Well...
From an evolutionary standpoint, we're basically the same collection of mostly-hairless primates that, 20,000 years ago, hadn't yet figured out agriculture and were roaming the land in small groups of maybe 100 or so at most, living off it as best we could.
From that standpoint, I think that we've done pretty well with a brain that evolved to deal with a rather different environment and is having to navigate a terribly-confusing, rather different situation.
I mean, you see any other critters that have been outperforming us on improving their understanding of the world?

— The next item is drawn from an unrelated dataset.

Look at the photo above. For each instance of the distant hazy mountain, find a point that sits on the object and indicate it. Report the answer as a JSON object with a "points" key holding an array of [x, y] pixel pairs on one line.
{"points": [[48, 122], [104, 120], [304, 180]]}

I think that the current crop of systems is often good enough for a header illustration in a journal or something, but there are also a lot of things that it just can't reasonably do well. Maintaining character cohesion across multiple images, for example, and different perspectives
try doing a graphic novel with diffusion models trained on 2D images, and it just doesn't work. The whole system would need to have a 3D model of the world, be able to do computer vision to get from 2D images to 3D, and have a knowledge of 3D stuff rather than 2D stuff. That's something that humans, with a much deeper understanding of the world, find far easier.
Diffusion models have their own strong points where they're a lot better than humans, like easily mimicking a artist's style. I expect that as people bang away on things, it'll become increasingly-visible what the low-hanging fruit is, and what is far harder.